Full of warmth and wisdom, these letters provided
motherly guidance as my boys passed through their teens, twenties, thirties, and forties: Don’t slouch. Don’t mumble. Help the needy. To thine own self be true. Marry for character rather than for breasts. Never give up on poetry. Floss now or be sorry later. And do not forget that your mother, though dead, still loves you.

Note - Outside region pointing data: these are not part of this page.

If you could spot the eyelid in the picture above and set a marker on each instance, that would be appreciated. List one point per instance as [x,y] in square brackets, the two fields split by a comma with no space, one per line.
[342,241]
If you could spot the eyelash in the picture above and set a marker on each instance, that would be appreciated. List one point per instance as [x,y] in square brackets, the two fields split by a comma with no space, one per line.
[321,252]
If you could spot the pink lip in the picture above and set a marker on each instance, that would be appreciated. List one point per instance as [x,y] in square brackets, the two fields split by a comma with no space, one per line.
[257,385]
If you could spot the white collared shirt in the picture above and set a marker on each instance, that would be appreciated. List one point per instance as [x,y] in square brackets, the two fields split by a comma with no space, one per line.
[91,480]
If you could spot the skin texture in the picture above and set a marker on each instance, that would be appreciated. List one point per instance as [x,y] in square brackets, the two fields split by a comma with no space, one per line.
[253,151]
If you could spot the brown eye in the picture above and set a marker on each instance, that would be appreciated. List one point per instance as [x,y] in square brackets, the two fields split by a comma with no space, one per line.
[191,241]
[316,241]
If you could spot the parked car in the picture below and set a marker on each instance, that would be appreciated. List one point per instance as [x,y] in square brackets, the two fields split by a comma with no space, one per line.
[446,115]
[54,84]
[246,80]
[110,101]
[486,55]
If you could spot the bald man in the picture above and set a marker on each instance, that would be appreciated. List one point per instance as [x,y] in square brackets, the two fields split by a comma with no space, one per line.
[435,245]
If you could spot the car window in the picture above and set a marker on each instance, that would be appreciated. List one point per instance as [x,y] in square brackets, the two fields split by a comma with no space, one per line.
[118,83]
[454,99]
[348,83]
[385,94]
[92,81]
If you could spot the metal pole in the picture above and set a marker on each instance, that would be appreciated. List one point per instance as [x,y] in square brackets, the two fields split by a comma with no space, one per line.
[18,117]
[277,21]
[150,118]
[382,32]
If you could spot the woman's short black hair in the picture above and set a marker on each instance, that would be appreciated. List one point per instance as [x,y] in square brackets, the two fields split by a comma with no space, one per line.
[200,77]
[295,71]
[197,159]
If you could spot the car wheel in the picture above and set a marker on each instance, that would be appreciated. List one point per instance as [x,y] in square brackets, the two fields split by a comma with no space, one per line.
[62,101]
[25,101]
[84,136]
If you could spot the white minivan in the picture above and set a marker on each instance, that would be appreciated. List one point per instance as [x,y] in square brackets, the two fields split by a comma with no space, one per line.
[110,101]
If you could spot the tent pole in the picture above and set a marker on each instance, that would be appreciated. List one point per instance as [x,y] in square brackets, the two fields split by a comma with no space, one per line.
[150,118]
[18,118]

(“This is the creepiest goddamn thing I ever heard of,” said Carolyn when I placed my tear-stained missives in her safekeeping. “I’ll tell you what’s worse for kids than having a mother who dies young—it’s having a dead mother who doesn’t stay dead.”)

I also, during those sleepless nights, reorganized and categorized all my recipes, less—I’ll admit—for Wife Number Two than for my future daughters-in-law, whom I imagined sighing as they prepared my infallible brisket or oyster-and-artichoke soup, “What a remarkable woman she must have been!”

For those of you who would like to know the name of the Major League’s only one-armed baseball player, the answer is Pete Gray, outfielder, St. Louis Browns. For those of you who would like to know the source of the “Cowards die many times . . .” quotation, the answer is William Shakespeare’s
Julius Caesar.
For those of you who would like to know how to make my brisket and my oyster-and-artichoke soup, the answers appear in my recent collection of recipes and columns called
Brenda’s Best.
And for those of you who would like to know the cause of my dizzy spells, since obviously I did not die of a brain tumor, the answer is that the doctors—that is, the neurologist-type doctors—had no answer.

Those dizzy spells lasted about a month and then they disappeared, returning two years later when Jake
was deciding whether to leave me for Sunny Voight. This time, however, my dizziness was analyzed into submission by Dr. Cunningham, who also helped me recognize that my
first
set of dizzy spells had to do (you knew this already) with the death of my mother, and that they had served at least four different functions: (1) an identification with my mother—like her, I too would die; (2) a displacement of the mourning process—I couldn’t weep for her because I was much too busy weeping for myself; (3) an expression of my dependency needs—1 couldn’t stand on my two feet without her; and (4) a punishment for failing to save her life.

When we spoke of my
next
set of dizzy spells—the Jake and Sunny dizzy spells, I called them—I put in a lot of couch time on point (3). The prospect of losing Jake was not only making me terribly sad, Dr. Cunningham told me; it was also scaring the living hell out of me. For as I imagined life without my mother—oops, excuse me, my
husband
—to lean on, I felt helpless, I felt powerless, I got weak in the knees, I got light in the head, I got . . . dizzy.

But all of that was years ago. I was now
IN CONTROL OF MY LIFE.
I wasn’t supposed to get dizzy spells anymore. Which was why I was feeling perplexed as I quietly sat on my bedroom floor, waiting for the walls to stop their whirling.

•  •  •

Which, about ten minutes later, they finally did. After which, in order to reinforce my sense of control, I made myself a list entitled
GOALS TO BE ACHIEVED BY THE END OF SEPTEMBER.

1. Find a philanthropist willing to help the homeless
(and bail out Jeff) by purchasing Jeff’s buildings in Anacostia.

2. Talk to the Malones and the Tesslers about dropping their malpractice suits against Jake.

3. Put an end to Philip Eastlake’s passion for me.

4. Help Wally and Jo with their short-range and long-range planning.

5. Locate a displaced homemakers support group in northern Virginia for Birdie Monti.

6. Try to figure out—on a strictly fantasy level, of course—how, a person (I, for instance) could murder another person (Mr. Monti, for instance), and get away with it.

In addition to all the above, I had my newspaper columns to write, and I certainly planned to keep working on my marriage. (I’ve had the uneasy feeling that with every moment that passes, it’s needing an increasing amount of work.) Looking over my
GOALS,
I had to admit that I was feeling a little pressed. But as I turned my calendar from August to September, I took a deep breath and told myself, I can handle this.